Com esse exemplo atual quero apontar que o aumento disfuncional e sem qualquer reflexão crítica sobre o que pode ser “judicializável” vem causando inúmeros danos à democracia, e não é de hoje. Não notamos porque, por vezes, resultam em “bons fins”, como, voltando ao exemplo, a adoção de um necessário lockdown que um prefeito ou governador acovardado não queira o ônus político de decretar, especialmente pela criminosa confusão advinda do Palácio do Planalto, cujo ocupante tem barulhentos seguidores e percentual importante da população o apoiando, pelo que informam as pesquisas. Mas essa disfunção, mesmo visando “bons fins”, deixa sequelas e é danosa.
Essa redução do espaço da política me parece obviamente nociva e essa invasão de atribuições é promovida por um poderoso aparato estatal, composto por quadros permanentes, estáveis, não eleitos e fortemente corporativos. Além do Judiciário, falo naturalmente do Ministério Público, dos inúmeros órgãos de controle, como tribunais de contas, controladorias…
Como destaquei antes, é necessário apontar a responsabilidade da parcela progressista da sociedade por esse quadro. Assisti políticos e pessoas públicas de inegável vinculação democrática defenderem a ampliação da atuação do Ministério Público, do Judiciário, elogiando decisões ou ações que inegavelmente se imiscuíam nas atribuições dos outros poderes, mas como atingiam um fim considerado justo…
Aqui, dou um outro salto e volto novamente no tempo para buscar uma das explicações para esse fato. Nos anos 90 uma corrente do direito denominada “direito alternativo” teve relevância e influenciou o comportamento dos setores democráticos e progressistas. Aqui resumo (mal) o que defendiam os teóricos dessa corrente: o direito deveria buscar a realização da justiça social, deveria se livrar dos dogmatismos e buscar a consecução dos direitos fundamentais previstos na Constituição recém promulgada. Perfeito, quem poderia ser contra?
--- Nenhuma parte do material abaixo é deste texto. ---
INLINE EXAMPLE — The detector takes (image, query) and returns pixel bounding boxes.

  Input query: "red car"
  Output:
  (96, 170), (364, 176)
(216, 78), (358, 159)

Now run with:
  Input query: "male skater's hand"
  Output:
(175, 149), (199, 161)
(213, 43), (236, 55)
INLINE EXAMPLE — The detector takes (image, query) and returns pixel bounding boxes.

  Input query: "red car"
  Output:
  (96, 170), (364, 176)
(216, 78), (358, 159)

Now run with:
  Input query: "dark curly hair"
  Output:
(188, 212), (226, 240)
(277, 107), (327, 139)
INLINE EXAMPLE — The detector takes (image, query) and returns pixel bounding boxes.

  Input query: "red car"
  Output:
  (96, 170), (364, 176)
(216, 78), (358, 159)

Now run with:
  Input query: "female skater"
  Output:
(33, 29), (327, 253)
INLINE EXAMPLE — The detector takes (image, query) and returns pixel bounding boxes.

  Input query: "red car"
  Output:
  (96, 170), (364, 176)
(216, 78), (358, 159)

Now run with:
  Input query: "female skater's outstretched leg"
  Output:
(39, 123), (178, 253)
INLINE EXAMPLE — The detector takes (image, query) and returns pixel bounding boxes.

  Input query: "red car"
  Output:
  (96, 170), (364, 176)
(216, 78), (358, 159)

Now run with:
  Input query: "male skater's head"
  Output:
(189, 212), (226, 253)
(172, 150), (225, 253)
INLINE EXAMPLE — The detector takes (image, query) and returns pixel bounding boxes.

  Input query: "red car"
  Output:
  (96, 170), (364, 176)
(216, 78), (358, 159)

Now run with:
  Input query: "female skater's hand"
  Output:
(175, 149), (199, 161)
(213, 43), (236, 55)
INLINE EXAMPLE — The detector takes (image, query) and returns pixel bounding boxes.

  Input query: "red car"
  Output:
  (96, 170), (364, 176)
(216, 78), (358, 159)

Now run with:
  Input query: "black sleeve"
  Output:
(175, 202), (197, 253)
Mas como os direitos fundamentais seriam concretizados? Pelo Judiciário, claro. Quem poderia exigir perante o Judiciário? O Ministério Público, instituição pertencente ao Estado, cujo papel foi enormemente fortalecido pela Constituição de 88 para promover a defesa da sociedade contra… o Estado. Ah tá.
De modo algum pretendo desmerecer os esforços de respeitados acadêmicos defensores desse enfoque do direito e por honestidade devo enfatizar que meu resumo acima é pobre. Abrir brechas no formalismo do direito resultou em inúmeros avanços nas defesas das minorias, dos direitos fundamentais.
O diabo, contudo, mora nos detalhes. Como observou uma arguta e sóbria colega de faculdade depois que assistimos a uma festejada palestra sobre direito alternativo e ao final, parecia que a plateia sairia para tomar o Palácio de Inverno: “tudo muito interessante, mas… e o direito alternativo do outro lado?”.
O efeito colateral foi grande, o paradoxo era e é gritante: não é razoável que o Estado seja tanto o agente que cobra por direitos da cidadania, salvo de forma residual, quanto o que concede esses direitos. Me faz lembrar da célebre tirinha de quadrinhos da Revista Mad, spy vs spy, mas aqui seria “estado x estado”.
Por alguma razão os democratas e progressistas acreditaram que as instituições de Estado são formadas por pessoas que necessariamente comungam da mesma visão de mundo e que a realização dos direitos fundamentais pode se dar fora do espaço da política.
A redução paulatina da política, o contrário do que fez o ministro conservador advindo da ditadura, reduziu a força do voto, não promoveu a cidadania e gerou uma democracia tutelada pelo aparato burocrático repressivo do Estado, outro paradoxo, naturalmente.
Em artigos futuros retornarei ao tema aqui no Terapia Política, buscando analisar casos que foram emblemáticos, em meu entendimento, para essa disfunção.